The larger medial meniscus is firmly fixed to the top of the tibia and does not really move very much. In comparison, the smaller lateral meniscus is hyper-mobile - when you bend your knee the lateral meniscus actually travels off the back of the tibia. If you do an MRI scan using a dynamic MRI, when the knee is fully bent you can actually see the whole of the lateral meniscus shifted off the back of the tibia out of harm’s way, whereas on the medial side it stays put. There is a lot more force going through the medial meniscus when you bend your knee than there is going through the lateral meniscus. Also most of us are aligned such that our weight-bearing line tends to go more through the medial side of the knee. The combination of these factors means that there are many more injuries to the medial meniscus than to the lateral meniscus.
Take the typical sort of 50 year old patient who bends to pick something up or has a very minor innocuous injury to the knee and has suddenly got this problem of pain, swelling and localised tenderness – it is much more common for that to occur on the medial side than on the lateral side.
That is the bad news – the good news is that an injury to the medial meniscus is much less significant than an injury to the lateral meniscus. The lateral meniscus is a much more important structure in terms of maintaining function.
We divide the meniscus into thirds from front to back – the front third is the anterior third, then there is the middle third, and then at the back is the posterior third. Classically most meniscal tears occur in the posterior third because that is where the highest load is going through the meniscus at any one time. During repeated bent knee activity – climbing stairs, particularly coming down stairs, bending the knee beyond 90 degrees – the highest forces are going through the back of the knee and that is where the meniscus tends to split. Patients avoid bending and squatting, have difficulty getting into and out of the bath, they avoid impact, and they avoid running, they definitely avoid twisting.

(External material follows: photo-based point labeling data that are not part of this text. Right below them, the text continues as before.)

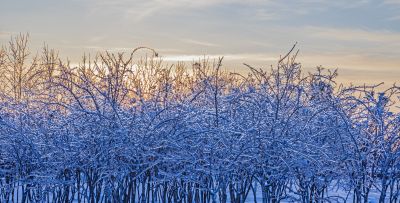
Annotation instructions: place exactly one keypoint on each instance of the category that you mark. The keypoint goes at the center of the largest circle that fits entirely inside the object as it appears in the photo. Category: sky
(359, 37)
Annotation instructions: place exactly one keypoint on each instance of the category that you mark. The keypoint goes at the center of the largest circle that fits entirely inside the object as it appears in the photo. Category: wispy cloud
(232, 57)
(347, 34)
(201, 43)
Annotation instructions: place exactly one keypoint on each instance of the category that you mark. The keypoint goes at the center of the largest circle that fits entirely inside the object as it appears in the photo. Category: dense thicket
(116, 129)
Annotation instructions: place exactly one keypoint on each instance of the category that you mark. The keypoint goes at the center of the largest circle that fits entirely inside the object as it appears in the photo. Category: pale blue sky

Repeatedly I hear patients ask “Why has this happened to me?”, and my answer is that from the age of about 30 onwards the water content of the meniscus drops off quite significantly and the meniscus starts to become less mobile, less forgiving and more brittle. The older you get the more brittle it becomes. That is why you can be 40 year of age and then for no good reason you present with this painful, swollen knee with localised tenderness.
Such a tear can either be traumatic or degenerative. It is more common to have longitudinal and radial tears with trauma, while the horizontal cleavage tear tends to be a more common degenerative wear-and-tear phenomenon. However, all the shapes and situations of tear are possible – so you can get an 18 year old boy and he may have a flap tear with a loose parrot- beak bit of meniscus torn away through some minor injury on a sporting field or you can scope a 65 year old’s knee and see exactly the same thing. There is usually at least some degree of trauma, either innocuous or something more significant where the knee is twisted awkwardly. With significant trauma there is often associated damage – for instance, 60% of those individuals that tear their anterior cruciate ligament will also have will also have a medial and/or lateral meniscal tear. If you look close enough, nearly everyone that has an ACL (anterior cruciate ligament) rupture has a very small tear of the posterior horn of the lateral meniscus because of the way the knee twisted at the time of the injury.